Unemployment claims can cost you money as an employer because your Texas Workforce Commission tax rate will escalate the next year if an employee is awarded benefits. But handling your unemployment claim deftly has become critical in avoiding even more expense down the road when your employee sues you.
It is not always an easy decision about whether to protest unemployment and you have to make that decision quickly (usually within 14 days of the notice of an unemployment claim). On the one hand, you as an employer don’t want your tax rate to increase. On the other hand, you don’t want to say something harmful in an unemployment appeal hearing that will have significant consequences in later litigation.
At an employment law conference that I attended this week, I heard an employee’s lawyer with 40 years of experience say that he believes that TWC unemployment appeal hearings are one of his best tools for winning discrimination cases for employees. Why? Because at the appeal hearing, the company’s witnesses have to testify under oath about the reasons an employee was fired. Often, the employer’s witnesses are not represented by legal counsel and they are not adequately prepared for the testimony they are going to give. They give inconsistent or unprovable reasons that later come back to haunt them when the former employee sues the company in a completely different matter.

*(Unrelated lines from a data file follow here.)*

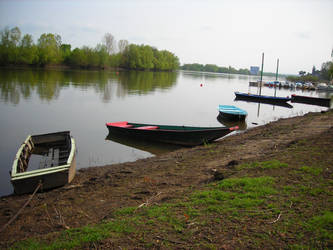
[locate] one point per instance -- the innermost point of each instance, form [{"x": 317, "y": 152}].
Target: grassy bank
[{"x": 279, "y": 199}]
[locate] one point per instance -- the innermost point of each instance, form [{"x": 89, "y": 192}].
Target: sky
[{"x": 223, "y": 32}]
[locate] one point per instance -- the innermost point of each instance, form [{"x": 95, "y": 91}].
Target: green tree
[
  {"x": 66, "y": 51},
  {"x": 9, "y": 51},
  {"x": 49, "y": 49},
  {"x": 27, "y": 51}
]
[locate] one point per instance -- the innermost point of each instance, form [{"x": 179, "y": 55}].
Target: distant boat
[
  {"x": 262, "y": 101},
  {"x": 228, "y": 123},
  {"x": 232, "y": 112},
  {"x": 324, "y": 87},
  {"x": 181, "y": 135},
  {"x": 54, "y": 158},
  {"x": 272, "y": 99},
  {"x": 324, "y": 102}
]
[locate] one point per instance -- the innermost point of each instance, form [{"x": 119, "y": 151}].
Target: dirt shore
[{"x": 97, "y": 191}]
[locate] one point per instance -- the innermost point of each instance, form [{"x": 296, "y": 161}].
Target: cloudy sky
[{"x": 221, "y": 32}]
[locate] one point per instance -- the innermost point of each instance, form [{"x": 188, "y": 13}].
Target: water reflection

The plaintiff’s lawyer admitted that he likes to ambush supervisors and HR representatives at the TWC unemployment hearing and get helpful sworn testimony for his client from those witnesses, because the company’s representatives rarely expect the employee to appear at the hearing with legal counsel. When he cross-examines them, the witnesses get flustered and accidentally provide testimony harmful to the company.
The result is that the employee’s lawyer has obtained very inexpensive testimony on the record from unsuspecting company witnesses that will be used against the company in a later discrimination case.
That doesn’t mean that an employer should never protest unemployment claims. The cost of allowing an employee to draw unemployment benefits can be significant. A calculator to estimate the actual cost in future taxes is available from the TWC.
My point is that decision about whether to protest a former employee’s unemployment claim is more complex that you think. Talk it over with your employment lawyer when you first get notice that the unemployment claim has been filed, either by receipt of a notice of application for unemployment benefits or by a call from a TWC investigator. Don’t go into an unemployment appeal hearing unrepresented by counsel.
Even better, discuss all of these issues and other potential legal landmines with your employment lawyer before you fire anyone.